Datalog And Relatives

Datalog is worth serious consideration.

Compared with Prolog, it tends to be:

more constrained
more obviously data-oriented
often easier to analyze and reason about
a good fit for "facts plus monotonic rules" rather than full logic-programming

That may actually suit weaveback better than general Prolog if the rule engine is mostly for consistency checking rather than arbitrary search.

This is also where the Clojure ecosystem becomes relevant. The family you are probably remembering includes Datalog-like systems such as:

Datomic
DataScript
Datalevin

These make Datalog feel less like an academic side road and more like a practical query-and-rules layer over structured facts.

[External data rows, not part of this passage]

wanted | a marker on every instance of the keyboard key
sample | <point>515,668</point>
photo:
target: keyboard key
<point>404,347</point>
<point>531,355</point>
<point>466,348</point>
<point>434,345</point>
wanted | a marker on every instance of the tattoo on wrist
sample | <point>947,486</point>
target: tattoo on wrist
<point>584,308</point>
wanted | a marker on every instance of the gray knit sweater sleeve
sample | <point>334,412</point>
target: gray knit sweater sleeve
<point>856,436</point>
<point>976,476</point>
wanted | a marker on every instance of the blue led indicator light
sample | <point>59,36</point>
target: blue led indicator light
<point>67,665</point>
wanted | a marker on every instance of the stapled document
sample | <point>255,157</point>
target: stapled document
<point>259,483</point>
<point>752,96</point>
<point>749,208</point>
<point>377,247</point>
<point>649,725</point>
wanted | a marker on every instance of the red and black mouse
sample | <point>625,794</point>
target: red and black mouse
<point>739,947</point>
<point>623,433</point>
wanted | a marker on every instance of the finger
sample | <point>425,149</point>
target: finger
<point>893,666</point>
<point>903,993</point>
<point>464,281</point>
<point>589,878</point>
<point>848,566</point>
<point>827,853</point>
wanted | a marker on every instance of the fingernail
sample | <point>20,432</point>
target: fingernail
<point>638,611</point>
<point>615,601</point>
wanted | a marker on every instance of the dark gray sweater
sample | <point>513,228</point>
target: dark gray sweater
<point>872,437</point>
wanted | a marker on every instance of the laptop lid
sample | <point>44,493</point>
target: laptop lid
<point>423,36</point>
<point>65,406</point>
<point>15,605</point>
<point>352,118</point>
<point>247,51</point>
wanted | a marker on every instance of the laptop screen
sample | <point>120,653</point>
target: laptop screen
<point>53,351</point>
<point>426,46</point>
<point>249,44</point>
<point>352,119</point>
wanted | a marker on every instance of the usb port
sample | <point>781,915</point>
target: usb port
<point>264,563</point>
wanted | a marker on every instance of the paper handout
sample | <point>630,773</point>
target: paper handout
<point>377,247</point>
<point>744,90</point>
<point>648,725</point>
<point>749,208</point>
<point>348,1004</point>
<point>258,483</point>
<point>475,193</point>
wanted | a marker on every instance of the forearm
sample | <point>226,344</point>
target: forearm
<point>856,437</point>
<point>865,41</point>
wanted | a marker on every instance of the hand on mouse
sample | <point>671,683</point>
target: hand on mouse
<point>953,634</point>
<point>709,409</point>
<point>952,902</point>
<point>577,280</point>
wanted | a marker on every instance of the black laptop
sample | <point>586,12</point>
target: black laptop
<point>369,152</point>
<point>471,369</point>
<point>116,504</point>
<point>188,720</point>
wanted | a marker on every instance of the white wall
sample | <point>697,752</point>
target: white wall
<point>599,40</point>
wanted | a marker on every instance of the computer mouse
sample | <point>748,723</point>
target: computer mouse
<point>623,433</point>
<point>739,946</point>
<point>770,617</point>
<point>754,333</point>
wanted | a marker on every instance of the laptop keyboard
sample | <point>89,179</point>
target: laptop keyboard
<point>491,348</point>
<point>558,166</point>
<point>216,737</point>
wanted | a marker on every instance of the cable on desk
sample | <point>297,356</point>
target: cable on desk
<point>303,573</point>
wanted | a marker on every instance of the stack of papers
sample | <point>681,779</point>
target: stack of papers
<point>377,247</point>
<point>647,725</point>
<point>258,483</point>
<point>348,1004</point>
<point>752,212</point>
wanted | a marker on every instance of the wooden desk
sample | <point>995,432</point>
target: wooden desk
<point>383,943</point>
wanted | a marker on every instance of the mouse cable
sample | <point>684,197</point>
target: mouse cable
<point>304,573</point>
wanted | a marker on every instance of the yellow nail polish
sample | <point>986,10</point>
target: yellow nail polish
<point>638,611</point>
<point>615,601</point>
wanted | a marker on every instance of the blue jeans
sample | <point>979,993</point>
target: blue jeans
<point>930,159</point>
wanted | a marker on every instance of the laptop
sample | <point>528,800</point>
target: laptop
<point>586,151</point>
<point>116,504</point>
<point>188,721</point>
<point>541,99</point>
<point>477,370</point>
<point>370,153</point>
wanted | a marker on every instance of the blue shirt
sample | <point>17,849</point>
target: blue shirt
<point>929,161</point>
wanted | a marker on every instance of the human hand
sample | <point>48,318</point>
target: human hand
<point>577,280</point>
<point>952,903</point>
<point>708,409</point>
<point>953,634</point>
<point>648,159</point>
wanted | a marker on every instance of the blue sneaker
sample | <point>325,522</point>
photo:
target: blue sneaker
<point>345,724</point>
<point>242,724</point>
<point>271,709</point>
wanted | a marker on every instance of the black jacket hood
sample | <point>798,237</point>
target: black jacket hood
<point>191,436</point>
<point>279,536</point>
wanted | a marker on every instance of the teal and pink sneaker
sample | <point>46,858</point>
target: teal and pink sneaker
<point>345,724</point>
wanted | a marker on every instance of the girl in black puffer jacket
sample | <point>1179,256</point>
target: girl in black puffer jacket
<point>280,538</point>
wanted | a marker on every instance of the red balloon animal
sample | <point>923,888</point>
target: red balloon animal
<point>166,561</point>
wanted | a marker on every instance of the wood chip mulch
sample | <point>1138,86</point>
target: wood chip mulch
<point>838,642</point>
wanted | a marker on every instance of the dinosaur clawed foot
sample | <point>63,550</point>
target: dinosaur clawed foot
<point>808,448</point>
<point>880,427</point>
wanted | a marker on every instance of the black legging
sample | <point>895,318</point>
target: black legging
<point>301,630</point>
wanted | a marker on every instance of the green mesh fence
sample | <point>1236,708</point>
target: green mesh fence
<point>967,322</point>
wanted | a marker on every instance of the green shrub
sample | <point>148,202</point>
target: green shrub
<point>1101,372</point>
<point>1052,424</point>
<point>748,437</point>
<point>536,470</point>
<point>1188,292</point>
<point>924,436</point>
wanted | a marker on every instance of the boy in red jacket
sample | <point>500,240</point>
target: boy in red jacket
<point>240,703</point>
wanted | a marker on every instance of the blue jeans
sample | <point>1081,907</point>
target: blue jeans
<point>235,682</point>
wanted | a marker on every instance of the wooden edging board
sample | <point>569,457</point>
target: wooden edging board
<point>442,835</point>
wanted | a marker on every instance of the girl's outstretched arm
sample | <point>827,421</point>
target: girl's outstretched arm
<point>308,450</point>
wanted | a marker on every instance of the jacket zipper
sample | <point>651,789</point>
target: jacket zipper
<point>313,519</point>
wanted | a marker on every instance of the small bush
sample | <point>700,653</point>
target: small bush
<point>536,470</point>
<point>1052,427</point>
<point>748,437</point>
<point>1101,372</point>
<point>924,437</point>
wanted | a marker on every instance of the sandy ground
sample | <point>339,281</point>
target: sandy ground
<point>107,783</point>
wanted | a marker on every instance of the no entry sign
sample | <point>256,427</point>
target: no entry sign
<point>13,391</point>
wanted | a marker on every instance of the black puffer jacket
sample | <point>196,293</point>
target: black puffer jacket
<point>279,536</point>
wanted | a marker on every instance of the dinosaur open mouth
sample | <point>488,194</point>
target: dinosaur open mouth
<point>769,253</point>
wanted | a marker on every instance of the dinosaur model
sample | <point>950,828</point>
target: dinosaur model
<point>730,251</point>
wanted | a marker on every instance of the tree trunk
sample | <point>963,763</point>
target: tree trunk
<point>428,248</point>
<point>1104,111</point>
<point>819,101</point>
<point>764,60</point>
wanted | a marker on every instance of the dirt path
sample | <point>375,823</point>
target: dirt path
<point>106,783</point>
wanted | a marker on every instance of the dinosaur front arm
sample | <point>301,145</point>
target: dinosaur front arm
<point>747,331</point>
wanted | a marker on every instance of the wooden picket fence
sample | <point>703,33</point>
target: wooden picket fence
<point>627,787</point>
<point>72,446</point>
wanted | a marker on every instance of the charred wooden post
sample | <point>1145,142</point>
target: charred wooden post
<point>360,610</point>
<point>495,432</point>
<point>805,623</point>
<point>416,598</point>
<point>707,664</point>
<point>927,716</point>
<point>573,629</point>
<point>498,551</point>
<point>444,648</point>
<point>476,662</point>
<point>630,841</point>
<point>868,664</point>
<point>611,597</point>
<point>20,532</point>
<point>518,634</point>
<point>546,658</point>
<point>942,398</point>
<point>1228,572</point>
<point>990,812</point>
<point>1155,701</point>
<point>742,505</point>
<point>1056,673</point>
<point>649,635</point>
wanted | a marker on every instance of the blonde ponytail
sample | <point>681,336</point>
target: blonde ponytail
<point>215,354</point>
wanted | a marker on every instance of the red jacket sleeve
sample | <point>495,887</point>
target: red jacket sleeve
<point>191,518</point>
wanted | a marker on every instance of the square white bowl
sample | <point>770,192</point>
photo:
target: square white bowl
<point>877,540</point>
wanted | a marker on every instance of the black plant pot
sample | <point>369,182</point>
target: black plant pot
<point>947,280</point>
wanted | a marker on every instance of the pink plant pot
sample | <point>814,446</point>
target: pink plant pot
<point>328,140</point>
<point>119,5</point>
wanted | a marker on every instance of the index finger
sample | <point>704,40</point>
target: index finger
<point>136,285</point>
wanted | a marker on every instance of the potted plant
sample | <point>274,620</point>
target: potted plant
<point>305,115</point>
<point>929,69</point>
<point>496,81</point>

So the rough comparison is:

Prolog: good if we want the clearest "facts and rules" feel
Datalog: good if we want a constrained, data-oriented rule system
SQL: good if we want the cheapest implementation over existing SQLite data

My current bias is:

Prolog or Datalog is a better conceptual fit than plain SQL
Datalog may be the better long-term engineering fit if we want the rule layer to stay disciplined and analysis-friendly
Prolog may be the better thinking tool while the design is still exploratory

Suggested Next Step

Do not start by building the whole engine.

Start by choosing a tiny fact set for one bounded surface, probably wb-tangle, then express a few high-value checks:

declared option has implementation
implementation has declaration
safety-sensitive option has rationale
every example parses
every validation error names the option

If that already feels valuable and readable, the rule layer is earning its place. If it starts feeling like another ornate abstraction, we should stop.